The choice of reference pre-disturbance values varies widely across studies, some considering only the single year before disturbance (Thurm et al. 2016; Sohn et al. 2016) as reference, but most using the mean values of the 2–3 years prior to disturbance (Yi and Jackson (2021). In such short periods, it is likely that the state variable is influenced by the natural interannual variability of many ecological systems (Zhu et al. 2017; Li et al. 2022), risking to lose representativeness. Therefore, in more recent studies, longer-term reference periods have been used to quantify impacts (Flach et al. 2018; van Schaik et al. 2018; Bastos et al. 2021), yet long time series prior to disturbance might not always be available.

Another problem with using recovery time as an indicator of resilience is that it assumes that recovery will be complete after some fixed time. However, systems might take decades to centuries to reach pre-disturbance values, especially for systems composed of long-living organisms such as forests. The observation length of many data series is hence shorter than the recovery interval. This makes it especially difficult to assess changes in recovery over time, which would be of interest to detect changes in resilience caused by, e.g., climate change. Early indicators of recovery might already serve as a proxy for the long-term developmental trajectory, which yet remains to be empirically validated (Seidl and Turner 2022).

Instead of measuring the time span until a “recovery” criterion is met, it might be advantageous to directly quantify the recovery rate by fitting an exponential function to the section of a time series after a disturbance (Fig. 3) (Smith et al. 2022; Bastos et al. 2011). Based on an assumed linear dynamical systems framework, the recovery of a system after a perturbation should be exponential. Hence, the exponent of an exponential function fitted to the time series of restoration directly quantifies the recovery rate of an ecosystem.

Fig. 3
figure 3

Observed perturbations and recovery in vegetation optical depth (65.625°N, 155.875°W) as measured by passive microwave data (Moesinger et al. 2020). Top: full time series from 1992–2016, raw time series in black, with deseasonalized and detrended time-series residual in blue. bottom: period from 1999–2012; Large disturbances as those in 1999 and 2008 are an opportunity to estimate the recovery rate using an exponential fit

4 Recovery from Continuous Perturbations

The problem with estimating resilience via direct estimation of the recovery rate is that one needs time series that exhibit large perturbations and that it will practically be close to impossible to measure resilience changes over time in this way. In this Section, we will discuss time series that show no large disturbances but permanent variability. Though the resilience indicators obtained from such permanent small perturbations are arguably more indirect than the recovery from single large perturbations, theory predicts a relationship between them and the advantage is that we do not need to rely on the presence and detection of large perturbations as discussed in Sect. 3.

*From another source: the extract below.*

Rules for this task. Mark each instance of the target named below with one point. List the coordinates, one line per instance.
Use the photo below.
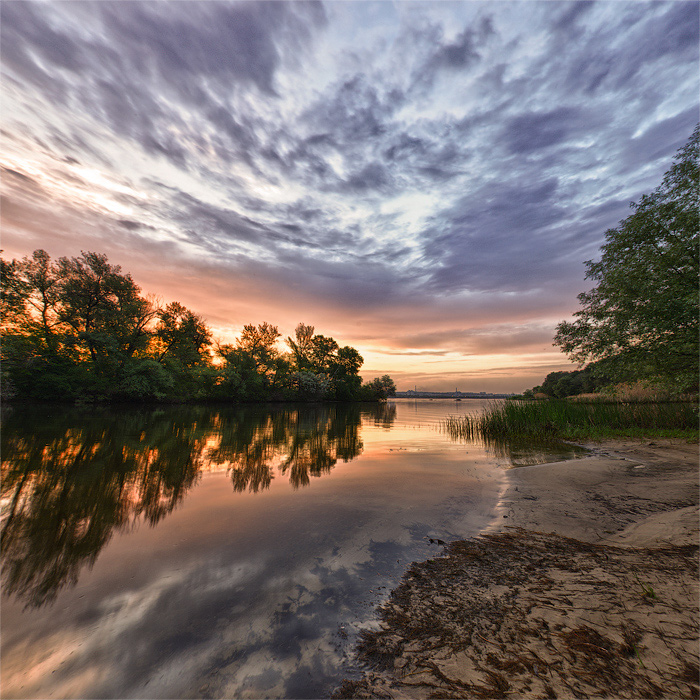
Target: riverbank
(586, 586)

4.1 Statistical Resilience Indicators

In the absence of large externally-induced perturbations, the internal variability of the system can also be used to gain insight in the resilience of a system to external influences. That is because the internal ‘fluctuations’ of a system typically contain information about the system’s response to external influences, as stated by the fluctuation–dissipation theorem (Kubo 1966) in statistical mechanics. It is worth noting that this link has also been observed in climate models (Cionni et al. 2004; Gritsun and Branstator 2007; Leith 1975). Hence, interpreting a system’s variance and autocorrelation (in short, AC1, using a time lag of one resolved time step) as indicators of linear stability has become a widely adopted and straightforward approach across various fields.

Such an empirical approach is particularly relevant when monitoring systems that might be losing resilience, or even approaching a bifurcation point. When moving toward such a point, the dynamics of the system will typically exhibit critical slowing down (CSD). The initial discovery of this phenomenon can be traced back to statistical physics (Gaspard et al. 1995; Solé et al. 1996; van Kampen 1981). Subsequently, it has been investigated in the field of ecology (Wissel 1984; Oborny et al. 2005) and climate research (Kleinen et al. 2003; Held and Kleinen 2004). Critical slowing down refers to the situation where a system takes longer to return to its equilibrium state following a perturbation, indicating a decrease in its recovery rate. In this regard, indicators of CSD aim to detect a loss in “engineering resilience” (decreasing linear stability) as a proxy of closeness to a bifurcation point. It is the crossing of such a point that finally causes a catastrophic transition to an alternative state (loss of Ecological resilience), and therefore typically is seen as an impact-relevant property.

When a system approaches a bifurcation-induced tipping point, its dynamics tend to resemble a red noise process, wherein each state becomes more similar to its past state, leading to an increase in autocorrelation (Wiesenfeld 1985). Simultaneously, the slowness of the system causes a rise in variance as subsequent random fluctuations accumulate due to the slower and slower decay of these fluctuations (Wiesenfeld and McNamara 1986). Consequently, both variance and autocorrelation progressively increase until the system reaches a bifurcation point. This theory has prompted the use of rising variance and autocorrelation as “early warning signals” for impending bifurcations (Scheffer et al. 2009). Additionally, other related indicators have been proposed, such as higher statistical moments (Guttal and Jayaprakash 2008a) and spatial correlations in spatially extended systems (Dakos et al. 2010; Donangelo et al. 2010; Guttal and Jayaprakash 2008b).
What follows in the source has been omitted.